Prominent nutritionists and child development specialists alike have been telling parents for years to stop pressuring and tempting children to eat vegetables. But health-conscious parents don’t seem to put the blender down – which may say less about picky kids and more about the years of health messages and diets their ancestors endured. “All these Millennials who grew up with ‘clean eating’ didn’t really deal with that baggage,” Thomas said. Ellyn Satter, who has been an expert on nutrition and raising healthy children for many years, says it: “The belief is that if you include vegetables in your child’s food, they will not get fat and they will live forever. .”
It’s not just worth secretly shredding beets into meatballs and shoving pureed vegetables into our kids’ mouths with whipped cream chasers, say Satter and other nutritionists. The approach can even be counterproductive. “The goal of child nutrition is not for children to eat everything they are supposed to today. It’s to help them learn to enjoy a variety of healthy food for life,” Satter told me. And scientists have everything they know about how to do that as opposed to grinding vegetables into an unrecognizable pulp and covering them with other flavors.
Experts told me that if you consistently prepare and eat meals with your children that include a variety of foods – including vegetables they don’t like – without forcing them to taste or swallow anything, they will eventually learn how to eat most of what is available. Satter first outlined this approach back in the 1980s, and told me that it works mainly because it creates trust between parent and child. “The child has to trust their parents to let them decide what the parents eat or not,” she said. If your child finds out that you hid cauliflower in their toddlers or you tell them that tiny pieces of broccoli are actually green sprouts, Satter said, you could shatter that trust, and your child could become more be careful of the foods you serve or develop. negative associations with vegetables.
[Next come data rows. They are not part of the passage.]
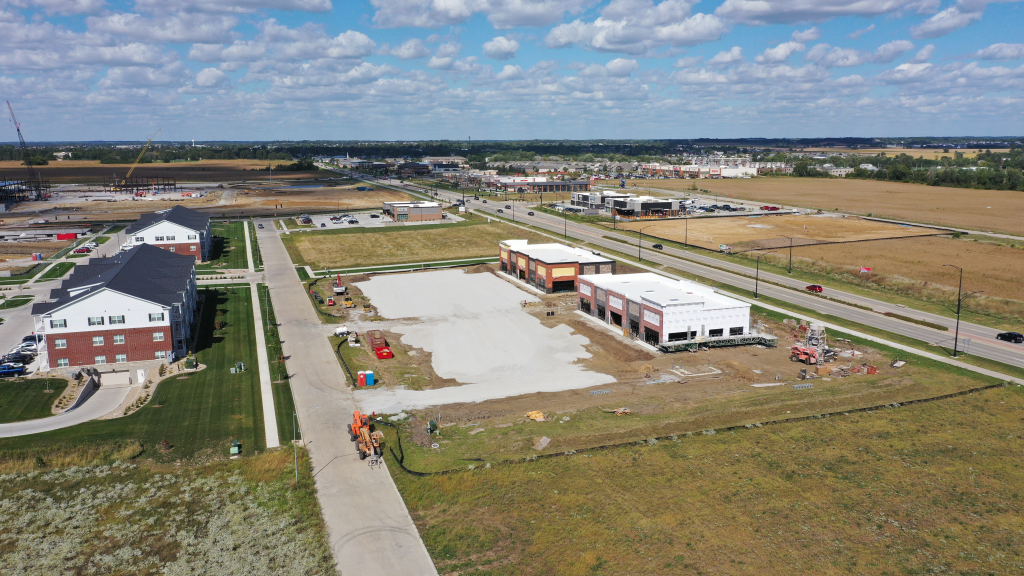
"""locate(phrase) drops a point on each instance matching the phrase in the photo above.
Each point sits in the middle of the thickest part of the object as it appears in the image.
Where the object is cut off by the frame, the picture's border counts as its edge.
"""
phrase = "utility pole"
(960, 302)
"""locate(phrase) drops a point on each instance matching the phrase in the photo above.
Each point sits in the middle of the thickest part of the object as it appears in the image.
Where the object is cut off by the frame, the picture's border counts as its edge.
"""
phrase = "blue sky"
(85, 70)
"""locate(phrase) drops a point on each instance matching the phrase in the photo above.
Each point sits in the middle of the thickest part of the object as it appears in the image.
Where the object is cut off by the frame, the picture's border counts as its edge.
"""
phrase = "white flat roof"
(553, 253)
(662, 291)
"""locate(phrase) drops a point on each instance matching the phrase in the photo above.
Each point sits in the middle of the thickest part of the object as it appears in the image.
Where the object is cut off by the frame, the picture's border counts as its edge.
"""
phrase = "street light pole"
(757, 275)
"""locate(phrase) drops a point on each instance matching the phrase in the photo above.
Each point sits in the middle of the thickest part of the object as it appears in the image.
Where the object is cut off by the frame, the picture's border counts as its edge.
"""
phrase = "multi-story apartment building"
(178, 230)
(135, 305)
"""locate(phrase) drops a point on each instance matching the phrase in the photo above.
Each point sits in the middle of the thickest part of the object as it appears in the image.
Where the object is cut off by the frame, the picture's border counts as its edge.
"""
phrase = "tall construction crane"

Nearly 40 years after Satter described her method of feeding, pediatric nutritionists continue to be wary of the confidence-destroying potential of vegetables. Rafael Pérez-Escamilla, a professor of public health at Yale, told me that even if your child is going through a mac-and-cheese phase (as his son did for many years in the ’90s), he would never recommend hiding vegetables. in other foods. “Surround your child with healthy foods, but let the child decide. Let the kid touch the food, smell the food; let the child learn to eat when he or she is hungry and stop eating when he or she knows he or she is full,” he said. “Easier said than done, but it works.”
The hands-on approach certainly takes less physical work, but Pérez-Escamilla is right that it can be a real emotional struggle. As a parent, I’m still tempted to ease my anxiety by sneaking kale into a smoothie, and hesitate to cook creamed spinach for my toddler time and time again but refuse it every time. But I’ve learned to get comfortable acting as a role model instead of a micromanager.
In the last few months, I’ve stopped slipping broccoli into pasta sauce and started offering it as part of dinner. Sometimes my toddler takes a nibble; sometimes she doesn’t. I have noticed that the less I show that I care, the more she will experiment with herself.